Sortir du confinement tout en restant avec soi, j’ai essayé et je n’ai pas réussis.. et pourtant…

Le confinement est propice la découvrir de soi. Il permet un cadre différent qui peut être propice à l’introspection. Certains apprécieront, d’autres pas. Chacun le vivra différemment, plus ou moins intensément, mais tous tel que nous le devons.

C’était il y a 10 ans et mon confinement avait été une expérience enrichissante. Je n’avais jamais autant écrit, peint ou dessiné. Les mots me venaient instinctivement, j’appréciais cette rencontre avec moi-même et la créativité qui en découlait. J’étais proche de mon ressenti, mon intuition me guidait, à certains moments mon intuition m’a littéralement sauvée. Je me sentais vivant, entier et proche de mon Être. Un très beau sentiment. C’était il y a 10 ans, c’était lorsque je travaillais en Afghanistan pour le CICR.

Le contexte était bien différent d’aujourd’hui et là n’est pas le sujet, c’est surtout mon expérience de l’après que j’aimerais partager.

Je me réjouissais de sortir de cet enfermement, de revivre « normalement ». Et pourtant sortir a été plus compliqué que d’y entrer. J’ai cherché à reprendre mes habitudes. Avec du recul, je pense que j’ai lutté pour. J’ai lutté pour à nouveau sortir, aller au restaurant revenir à ce normal dans lequel nous vivions, ce normal dicté par mes croyances et les attentes que je sentais. Je n’étais pas à l’aise. Des tensions étaient présentes en moi, je guettais ce qu’il se passait, toujours à l’affut j’observais l’extérieur. Je sentais un tiraillement, une incohérence, quelque chose ne jouait pas.

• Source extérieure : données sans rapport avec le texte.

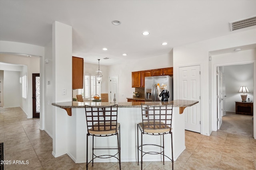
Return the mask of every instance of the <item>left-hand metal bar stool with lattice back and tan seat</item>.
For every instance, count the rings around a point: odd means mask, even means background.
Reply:
[[[86,170],[88,164],[95,158],[111,158],[115,157],[119,161],[119,168],[121,169],[120,162],[120,123],[117,122],[118,105],[112,106],[88,106],[85,105],[86,122],[87,122],[87,142],[86,142]],[[88,162],[88,137],[92,136],[92,160]],[[117,147],[115,148],[94,148],[94,137],[109,137],[117,136]],[[114,155],[104,154],[96,156],[94,150],[97,149],[116,149],[118,152]],[[118,155],[118,157],[117,157]]]

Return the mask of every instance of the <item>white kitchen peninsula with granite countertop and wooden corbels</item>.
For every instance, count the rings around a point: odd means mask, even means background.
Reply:
[[[116,102],[118,104],[118,122],[120,123],[120,137],[121,137],[121,161],[135,162],[137,161],[137,123],[141,122],[141,103],[149,105],[173,104],[173,145],[174,145],[174,160],[183,152],[185,147],[185,127],[183,111],[186,107],[193,107],[198,101],[191,100],[174,100],[170,102]],[[90,106],[110,106],[111,102],[60,102],[52,103],[56,106],[56,120],[55,133],[53,136],[53,152],[55,157],[63,154],[68,154],[76,163],[86,162],[86,117],[85,105]],[[65,111],[65,110],[67,111]],[[184,110],[185,109],[185,110]],[[70,112],[67,114],[67,112]],[[145,138],[145,141],[152,141],[153,143],[161,143],[162,138],[152,138],[150,135]],[[116,145],[116,136],[109,137],[106,141],[95,141],[95,146],[98,147],[113,147]],[[171,153],[170,136],[165,138],[165,150],[167,156]],[[169,145],[168,145],[169,144]],[[92,148],[91,142],[88,148]],[[145,147],[146,149],[146,147]],[[97,150],[98,151],[98,150]],[[101,151],[102,152],[102,151]],[[106,151],[108,154],[112,150]],[[89,149],[89,156],[91,157],[91,149]],[[160,155],[148,155],[145,161],[162,160]],[[95,159],[95,162],[116,162],[116,159]]]

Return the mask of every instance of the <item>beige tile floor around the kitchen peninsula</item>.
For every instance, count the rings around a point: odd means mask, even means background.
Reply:
[[[255,170],[256,140],[226,132],[210,136],[186,131],[186,150],[174,162],[175,170]],[[39,119],[27,119],[20,107],[0,108],[0,142],[4,142],[5,160],[24,160],[24,164],[6,164],[5,170],[82,170],[68,155],[52,156],[52,139],[39,130]],[[28,164],[26,164],[28,160]],[[123,170],[139,170],[136,162],[122,162]],[[144,170],[170,170],[166,162],[144,162]],[[118,170],[118,163],[95,163],[90,169]]]

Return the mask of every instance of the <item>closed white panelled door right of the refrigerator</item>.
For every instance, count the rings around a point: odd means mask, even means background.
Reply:
[[[198,104],[186,107],[185,129],[201,133],[200,117],[200,66],[179,68],[179,98],[180,100],[197,100]]]

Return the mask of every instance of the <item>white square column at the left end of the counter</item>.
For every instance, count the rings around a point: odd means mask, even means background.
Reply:
[[[72,100],[72,27],[57,21],[52,24],[52,102]],[[66,89],[66,94],[63,94]],[[52,154],[55,157],[67,153],[67,131],[70,125],[64,109],[52,106]],[[75,140],[75,139],[74,139]]]

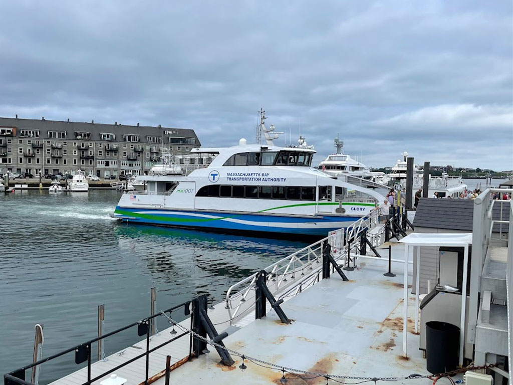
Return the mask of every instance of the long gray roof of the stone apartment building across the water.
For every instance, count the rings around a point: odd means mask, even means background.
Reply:
[[[163,136],[164,131],[170,131],[167,137],[194,138],[196,145],[200,145],[200,141],[194,130],[186,128],[173,127],[153,127],[153,126],[126,126],[119,123],[103,124],[103,123],[87,123],[87,122],[67,122],[43,119],[18,119],[18,118],[0,118],[0,127],[16,127],[16,137],[19,137],[19,130],[39,130],[40,139],[48,139],[47,131],[67,131],[66,140],[74,139],[74,132],[90,132],[91,140],[100,140],[100,132],[114,133],[116,139],[121,140],[123,134],[140,135],[141,142],[146,142],[145,136]],[[167,142],[167,140],[166,140]]]

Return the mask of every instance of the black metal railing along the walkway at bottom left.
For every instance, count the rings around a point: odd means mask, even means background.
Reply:
[[[32,368],[35,368],[37,367],[37,365],[41,365],[45,362],[49,362],[51,360],[54,360],[58,357],[61,357],[61,356],[64,356],[68,353],[71,353],[71,352],[74,352],[75,353],[75,363],[76,364],[81,364],[83,362],[86,362],[87,361],[87,381],[83,383],[83,385],[90,385],[92,382],[94,381],[97,381],[105,376],[108,376],[109,374],[115,372],[116,370],[119,370],[123,367],[125,367],[126,365],[138,360],[138,359],[141,359],[141,358],[146,358],[146,373],[145,373],[145,383],[148,384],[148,378],[149,378],[149,373],[148,373],[148,370],[149,370],[149,356],[150,356],[150,353],[158,350],[158,349],[161,349],[163,348],[165,345],[179,339],[179,338],[182,338],[182,337],[185,337],[186,335],[190,335],[190,333],[188,331],[184,331],[183,333],[171,333],[171,336],[172,338],[170,338],[169,340],[157,345],[156,347],[153,347],[150,349],[150,337],[151,337],[151,328],[150,328],[150,321],[152,321],[153,319],[157,318],[157,317],[165,317],[165,313],[169,313],[171,315],[172,312],[176,311],[176,310],[179,310],[181,308],[184,309],[184,315],[185,316],[188,316],[191,314],[191,310],[190,310],[190,304],[192,302],[192,306],[194,308],[194,304],[195,304],[195,300],[192,300],[192,301],[187,301],[187,302],[184,302],[184,303],[181,303],[179,305],[176,305],[176,306],[173,306],[173,307],[170,307],[169,309],[163,311],[163,312],[159,312],[155,315],[152,315],[150,317],[147,317],[145,319],[142,319],[140,321],[137,321],[137,322],[133,322],[129,325],[126,325],[126,326],[123,326],[123,328],[120,328],[120,329],[117,329],[113,332],[110,332],[110,333],[107,333],[107,334],[104,334],[100,337],[97,337],[97,338],[94,338],[94,339],[91,339],[87,342],[84,342],[84,343],[81,343],[80,345],[76,345],[74,346],[73,348],[70,348],[70,349],[67,349],[65,351],[62,351],[60,353],[56,353],[50,357],[47,357],[47,358],[43,358],[37,362],[34,362],[30,365],[26,365],[25,367],[23,368],[20,368],[20,369],[16,369],[12,372],[9,372],[7,374],[4,375],[4,385],[35,385],[34,383],[30,382],[30,381],[27,381],[25,378],[26,378],[26,371],[29,370],[29,369],[32,369]],[[193,309],[194,310],[194,309]],[[164,314],[163,314],[164,313]],[[167,318],[167,317],[166,317]],[[192,318],[193,316],[191,315],[191,330],[193,330],[193,323],[192,323]],[[154,321],[152,321],[154,322]],[[101,373],[100,375],[97,375],[95,377],[92,377],[91,376],[91,365],[92,365],[92,362],[91,362],[91,359],[92,359],[92,344],[94,343],[97,343],[98,341],[100,340],[103,340],[107,337],[111,337],[113,335],[116,335],[116,334],[119,334],[125,330],[128,330],[130,328],[133,328],[134,326],[137,326],[137,335],[138,336],[144,336],[146,335],[146,349],[145,349],[145,352],[137,355],[136,357],[133,357],[129,360],[127,360],[126,362],[123,362],[119,365],[117,365],[115,368],[112,368],[112,369],[109,369],[103,373]],[[183,362],[186,362],[187,360],[190,360],[193,356],[197,356],[199,354],[202,354],[201,352],[194,352],[193,349],[192,349],[192,337],[189,338],[189,355],[188,357],[184,357],[183,359]],[[163,368],[164,369],[164,368]],[[30,376],[30,375],[29,375]],[[30,377],[29,377],[30,378]]]

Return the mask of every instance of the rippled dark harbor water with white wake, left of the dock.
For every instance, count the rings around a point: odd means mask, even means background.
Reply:
[[[152,286],[157,309],[204,293],[219,302],[231,284],[307,245],[127,225],[110,218],[119,198],[112,190],[0,195],[0,373],[31,362],[36,323],[48,357],[96,336],[100,304],[108,333],[149,315]],[[140,339],[122,333],[105,341],[105,353]],[[77,366],[73,354],[43,364],[40,383]]]

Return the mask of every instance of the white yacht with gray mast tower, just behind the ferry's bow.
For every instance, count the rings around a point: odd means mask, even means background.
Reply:
[[[328,157],[319,164],[318,168],[320,170],[332,177],[344,174],[362,179],[372,179],[372,172],[370,172],[363,163],[344,153],[344,142],[339,139],[339,136],[335,138],[335,147],[337,148],[337,152],[328,155]]]

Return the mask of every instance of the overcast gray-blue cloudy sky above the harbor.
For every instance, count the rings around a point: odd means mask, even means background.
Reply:
[[[0,3],[0,115],[301,132],[316,162],[513,169],[509,0]],[[289,135],[286,140],[288,142]],[[285,138],[278,141],[285,144]]]

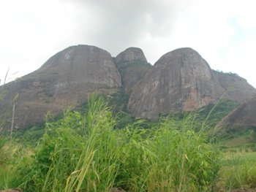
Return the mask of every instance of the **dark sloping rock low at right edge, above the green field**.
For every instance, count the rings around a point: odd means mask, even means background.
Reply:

Et je me suis réhabitué à être dehors, je dirais qu’il m’a fallu deux ans pour cela. Et dans ces deux années, je me suis aussi éloigné de mon intérieur. Le tiraillement venait de là, je luttais pour revenir comme avant alors que mon intérieur me disait que justement ma juste place était là, maintenant. Pas avant. Mon tiraillement venait du fait de refouler ce que j’avais appris sur moi, mon intuition, ce qui me guidait.

À vouloir revenir comme avant, faire comme avant, être comme je pensais qu’avant je devais être, j’ai oublié ce que j’avais appris sur moi, j’ai laissé de côté ma créativité et je me suis séparé de l’essentiel. Je me suis éloigné de cette essence qu’en confinement j’avais goutée, cet état d’être que j’avais apprivoisé. Je pense que je me suis perdu à trop vouloir revenir « comme avant » et que pendant deux ans la partie de moi qui avait osé se montrer en confinement a lutté, puis elle s’est mise de côté, comme dans un rendez-vous manqué.

Là maintenant, j’aimerais vous parler de mon espoir. J’aimerais vous dire que le confinement est un moment dans le cheminement de la vie et qu’il permet de s’observer sous un autre angle. Qu’on l’apprécie ou non, il fait partie de nous et de notre vie.

Alors, profitez de ce que vous avez trouvé et goutez. Osez être à l’écoute et fier de ces nouveaux sentiments que vous avez expérimentés, de ces parties de vous que vous avez découvertes et surtout, ne fait pas comme avant.

Continuez votre route fort de ce que vous avez vécu. Un peu plus entier, un peu plus juste avec qui vous êtes et continuez chaque instant à apporter ce que vous avez offrir à ce monde.